HR7524-118

Passed House

To amend title 40, United States Code, to require the submission of reports on certain information technology services funds to Congress before expenditures may be made, and for other purposes.

118th Congress Introduced May 7, 2024

Analysis under review: This bill has generated analysis that may be too generic or incomplete. Clause-level evidence remains available below.

Summary

What This Bill Does

This bill, To amend title 40, United States Code, to require the submission of reports on certain information technology services funds to Congress before expenditures may be made, and for other purposes., changes federal law or congressional policy affecting federal agencies and legislative administrators. The main policy domain is Government Operations, Technology, Immigration.

Who Benefits and How

federal agencies and legislative administrators may benefit from new authority, funding, eligibility, regulatory clarity, or reduced risk created by the bill.

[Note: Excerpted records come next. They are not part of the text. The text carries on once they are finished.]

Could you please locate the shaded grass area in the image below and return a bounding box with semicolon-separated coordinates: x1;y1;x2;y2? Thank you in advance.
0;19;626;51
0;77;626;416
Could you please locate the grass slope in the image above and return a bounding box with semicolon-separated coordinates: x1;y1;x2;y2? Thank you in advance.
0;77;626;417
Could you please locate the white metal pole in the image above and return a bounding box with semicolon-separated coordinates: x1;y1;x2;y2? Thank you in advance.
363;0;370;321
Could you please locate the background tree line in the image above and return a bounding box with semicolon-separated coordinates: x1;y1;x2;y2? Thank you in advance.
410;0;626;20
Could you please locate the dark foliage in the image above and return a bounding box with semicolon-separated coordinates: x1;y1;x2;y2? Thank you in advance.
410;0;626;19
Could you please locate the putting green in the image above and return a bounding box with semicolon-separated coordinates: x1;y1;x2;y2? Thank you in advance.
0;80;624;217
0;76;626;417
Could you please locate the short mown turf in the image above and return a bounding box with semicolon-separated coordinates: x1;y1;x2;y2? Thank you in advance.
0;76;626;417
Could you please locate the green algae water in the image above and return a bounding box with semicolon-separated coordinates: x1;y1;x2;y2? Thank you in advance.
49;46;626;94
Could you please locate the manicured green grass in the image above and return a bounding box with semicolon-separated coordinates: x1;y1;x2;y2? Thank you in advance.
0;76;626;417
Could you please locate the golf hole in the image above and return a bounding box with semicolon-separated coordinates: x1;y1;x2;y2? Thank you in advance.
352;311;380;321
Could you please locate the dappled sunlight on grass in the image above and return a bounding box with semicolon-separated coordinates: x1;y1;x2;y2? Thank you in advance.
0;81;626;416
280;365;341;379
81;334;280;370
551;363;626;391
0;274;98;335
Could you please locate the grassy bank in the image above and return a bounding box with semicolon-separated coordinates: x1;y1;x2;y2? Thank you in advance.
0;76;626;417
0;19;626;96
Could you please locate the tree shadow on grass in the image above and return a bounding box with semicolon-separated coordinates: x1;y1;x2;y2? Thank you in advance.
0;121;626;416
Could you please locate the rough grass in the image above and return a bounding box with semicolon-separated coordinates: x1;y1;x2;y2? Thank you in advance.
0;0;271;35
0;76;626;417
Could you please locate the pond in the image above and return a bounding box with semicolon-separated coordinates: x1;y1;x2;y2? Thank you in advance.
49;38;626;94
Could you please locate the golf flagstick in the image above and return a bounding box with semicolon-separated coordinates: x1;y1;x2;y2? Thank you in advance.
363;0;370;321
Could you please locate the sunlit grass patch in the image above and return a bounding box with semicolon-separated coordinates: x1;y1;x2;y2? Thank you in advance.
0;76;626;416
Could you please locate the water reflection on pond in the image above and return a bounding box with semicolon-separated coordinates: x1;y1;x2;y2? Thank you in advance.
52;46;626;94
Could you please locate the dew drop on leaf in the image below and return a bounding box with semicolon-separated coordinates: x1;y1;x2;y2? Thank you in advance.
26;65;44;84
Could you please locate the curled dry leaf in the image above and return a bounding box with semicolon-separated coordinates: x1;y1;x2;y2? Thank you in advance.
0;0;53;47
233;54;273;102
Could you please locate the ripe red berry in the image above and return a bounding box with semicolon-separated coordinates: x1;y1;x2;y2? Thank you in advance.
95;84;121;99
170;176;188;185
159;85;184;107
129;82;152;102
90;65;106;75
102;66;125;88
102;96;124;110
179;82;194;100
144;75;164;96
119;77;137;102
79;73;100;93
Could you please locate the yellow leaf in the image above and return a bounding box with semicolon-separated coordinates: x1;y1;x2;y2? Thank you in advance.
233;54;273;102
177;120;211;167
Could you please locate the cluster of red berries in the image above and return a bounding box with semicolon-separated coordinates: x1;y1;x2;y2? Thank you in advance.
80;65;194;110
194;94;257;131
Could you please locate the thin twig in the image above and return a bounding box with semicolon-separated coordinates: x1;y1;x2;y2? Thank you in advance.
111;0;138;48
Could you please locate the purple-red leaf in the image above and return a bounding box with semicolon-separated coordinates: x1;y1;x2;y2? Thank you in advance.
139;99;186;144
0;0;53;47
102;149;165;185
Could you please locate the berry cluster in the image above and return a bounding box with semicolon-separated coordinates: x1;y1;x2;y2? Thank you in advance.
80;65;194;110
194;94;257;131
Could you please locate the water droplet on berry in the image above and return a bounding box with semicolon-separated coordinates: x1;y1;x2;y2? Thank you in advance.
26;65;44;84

Who Bears the Burden and How

federal implementing agencies may take on implementation duties, reporting obligations, compliance costs, or oversight responsibilities.

Key Provisions

  • Section HF60AE749E34A4952A823D9A3AC683773: 1. Short title This Act may be cited as the GSA Technology Accountability Act.
  • Section HDB1F3BAC0B9947D28572D0C4B59C6A1A: 2. Transparency of GSA funded information technology services Section 323 of title 40, United States Code, is amended by adding at the end the following:...

Evidence Chain:

This summary is generated from the full bill text using AI analysis. Expand "Detailed Analysis" below for identified beneficiaries/burden bearers.

At a Glance

What This Bill Does

This bill, To amend title 40, United States Code, to require the submission of reports on certain information technology services funds to Congress before expenditures may be made, and for other purposes., changes federal law or congressional policy affecting federal agencies and legislative administrators.

Key Policy Areas

Government Operations, Technology, Immigration

Primary Purpose

This bill, To amend title 40, United States Code, to require the submission of reports on certain information technology services funds to Congress before expenditures may be made, and for other purposes., changes federal law or congressional policy affecting federal agencies and legislative administrators.

Policy Domains

Government Operations Technology Immigration

Whole bill

Identified Gains
Contextual inference, no direct clause citation
  • federal agencies and legislative administrators
Model: codex-gpt-5 | Version: bill_summary_v2 | Source: enr

Contextual inference, no direct clause citation

Identified Costs
Contextual inference, no direct clause citation
  • federal implementing agencies
Model: codex-gpt-5 | Version: bill_summary_v2 | Source: enr

Contextual inference, no direct clause citation

Legislative Progress

Passed House
Introduced Committee Passed
Dec 9, 2024

Reported by Mr. Peters, without amendment

Dec 9, 2024 (inferred)

Passed House (inferred from eh version)

May 7, 2024

Received; read twice and referred to the Committee on Homeland …

Mar 5, 2024

Mr. Sessions introduced the following bill; which was referred to …

Stakeholder Effects

cui bono?

How this legislation distributes effects. Mention counts reflect frequency, not effect magnitude.

Government
3 mentions across 2 clauses
+1 positive -2 negative

Congress oversight committees, General Services Administration

Positive-direction: Congress oversight committees

Negative-direction: General Services Administration

Technology
2 mentions across 2 clauses
?2 uncertain

Federal IT contractors, IT services contractors seeking government contracts

2/2
sections analyzed
Full impact breakdown

Bill Structure & Actor Mappings

Who is "The Secretary" in each section?

Domains
Government Operations Technology Immigration
Actor Mappings
"the_administrator"
→ The Administrator identified in the operative section

We use a combination of our own taxonomy and classification in addition to large language models to assess meaning and potential beneficiaries. High confidence means strong textual evidence. Always verify with the original bill text.